Wednesday, August 24, 2016


Sermonic Pericope:
Exodus 15:1-21 (ESV)
1  Then Moses and the people of Israel sang this song to the LORD, saying, “I will sing to the LORD, for he has triumphed gloriously; the horse and his rider he has thrown into the sea.
2  The LORD is my strength and my song, and he has become my salvation; this is my God, and I will praise him, my father’s God, and I will exalt him.
3  The LORD is a man of war; the LORD is his name.
4  “Pharaoh’s chariots and his host he cast into the sea, and his chosen officers were sunk in the Red Sea.
5  The floods covered them; they went down into the depths like a stone.
6  Your right hand, O LORD, glorious in power, your right hand, O LORD, shatters the enemy.
7  In the greatness of your majesty you overthrow your adversaries; you send out your fury; it consumes them like stubble.
8  At the blast of your nostrils the waters piled up; the floods stood up in a heap; the deeps congealed in the heart of the sea.
9  The enemy said, ‘I will pursue, I will overtake, I will divide the spoil, my desire shall have its fill of them. I will draw my sword; my hand shall destroy them.’
10  You blew with your wind; the sea covered them; they sank like lead in the mighty waters.
11  “Who is like you, O LORD, among the gods? Who is like you, majestic in holiness, awesome in glorious deeds, doing wonders?
12  You stretched out your right hand; the earth swallowed them.
13  “You have led in your steadfast love the people whom you have redeemed; you have guided them by your strength to your holy abode.
14  The peoples have heard; they tremble; pangs have seized the inhabitants of Philistia.
15  Now are the chiefs of Edom dismayed; trembling seizes the leaders of Moab; all the inhabitants of Canaan have melted away.
16  Terror and dread fall upon them; because of the greatness of your arm, they are still as a stone, till your people, O LORD, pass by, till the people pass by whom you have purchased.
17  You will bring them in and plant them on your own mountain, the place, O LORD, which you have made for your abode, the sanctuary, O Lord, which your hands have established.
18  The LORD will reign forever and ever.”
19  For when the horses of Pharaoh with his chariots and his horsemen went into the sea, the LORD brought back the waters of the sea upon them, but the people of Israel walked on dry ground in the midst of the sea.
20  Then Miriam the prophetess, the sister of Aaron, took a tambourine in her hand, and all the women went out after her with tambourines and dancing.
21  And Miriam sang to them: “Sing to the LORD, for he has triumphed gloriously; the horse and his rider he has thrown into the sea.”
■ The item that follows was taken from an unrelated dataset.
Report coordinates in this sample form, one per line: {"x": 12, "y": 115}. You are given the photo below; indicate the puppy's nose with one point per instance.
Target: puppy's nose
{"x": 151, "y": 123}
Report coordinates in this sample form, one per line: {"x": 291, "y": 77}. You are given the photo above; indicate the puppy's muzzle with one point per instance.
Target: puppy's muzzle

Sermonic Sub-Title: Sing Triumphantly (This national song glorified the Lord who the Hebrews gave full credit for their triumphant victory over Pharaoh and his Egyptian Army.) 
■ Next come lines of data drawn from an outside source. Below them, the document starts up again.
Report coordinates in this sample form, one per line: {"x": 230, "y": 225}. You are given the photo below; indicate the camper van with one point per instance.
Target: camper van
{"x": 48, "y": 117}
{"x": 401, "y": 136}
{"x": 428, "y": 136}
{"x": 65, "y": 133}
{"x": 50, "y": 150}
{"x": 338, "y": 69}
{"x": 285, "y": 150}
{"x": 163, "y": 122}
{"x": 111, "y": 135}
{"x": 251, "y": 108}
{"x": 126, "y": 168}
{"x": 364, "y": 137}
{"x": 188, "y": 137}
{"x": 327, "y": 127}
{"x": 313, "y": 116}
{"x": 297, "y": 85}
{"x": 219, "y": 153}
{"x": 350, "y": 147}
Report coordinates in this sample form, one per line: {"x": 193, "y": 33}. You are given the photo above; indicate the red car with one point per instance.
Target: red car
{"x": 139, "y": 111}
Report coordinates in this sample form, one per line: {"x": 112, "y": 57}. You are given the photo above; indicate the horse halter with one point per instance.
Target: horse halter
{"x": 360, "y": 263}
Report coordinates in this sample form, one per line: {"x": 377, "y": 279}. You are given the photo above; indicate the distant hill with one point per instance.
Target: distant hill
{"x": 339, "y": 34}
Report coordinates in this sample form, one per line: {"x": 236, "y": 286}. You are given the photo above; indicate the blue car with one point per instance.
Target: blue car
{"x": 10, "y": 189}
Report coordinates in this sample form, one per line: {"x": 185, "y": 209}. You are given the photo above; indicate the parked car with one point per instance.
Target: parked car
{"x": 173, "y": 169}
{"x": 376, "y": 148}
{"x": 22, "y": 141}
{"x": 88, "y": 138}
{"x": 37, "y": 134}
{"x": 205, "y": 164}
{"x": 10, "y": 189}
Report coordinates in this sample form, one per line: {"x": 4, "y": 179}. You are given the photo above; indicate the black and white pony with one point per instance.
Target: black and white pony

Sermonic Facts: This is arguably the oldest song in scripture. (Hebrews national song)

Sermonic Idea: The Israelites were completely helpless to defend themselves, their only hope was the miraculous working power of their covenantal keeping God. (This song is theologically sound and lyrically rich.)

Sermonic Tension: You have a formidable enemy. (Satan)
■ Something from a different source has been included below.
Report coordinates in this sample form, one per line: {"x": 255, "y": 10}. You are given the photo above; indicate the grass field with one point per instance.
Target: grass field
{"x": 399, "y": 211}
Sermonic Point: The Lord has the power to deliver you. (Israel were slaves in Egypt for four hundred years.)

Sermonic Structure: (There are three moves within this sermonic presentation)

A. The Lord is Moses Strength
B. The Lord is Moses Song
C. The Lord has become Moses Salvation

A. The Lord Redeemed Israel from the hands of the Egyptians
B. The Lord Redeemed Everyone
C. The Lord in Redeeming Israel totally annihilated their Enemy

A. Israel held on to the Lord's Promise
B. Israel had the Lord's Protection
C. Israel knew that they were the Lord's Possession

Sermonic Cross Reference:
Revelation 15:1-4 (ESV)
1  Then I saw another sign in heaven, great and amazing, seven angels with seven plagues, which are the last, for with them the wrath of God is finished.
2  And I saw what appeared to be a sea of glass mingled with fire—and also those who had conquered the beast and its image and the number of its name, standing beside the sea of glass with harps of God in their hands.
3  And they sing the song of Moses, the servant of God, and the song of the Lamb, saying, “Great and amazing are your deeds, O Lord God the Almighty! Just and true are your ways, O King of the nations!
4  Who will not fear, O Lord, and glorify your name? For you alone are holy. All nations will come and worship you, for your righteous acts have been revealed.”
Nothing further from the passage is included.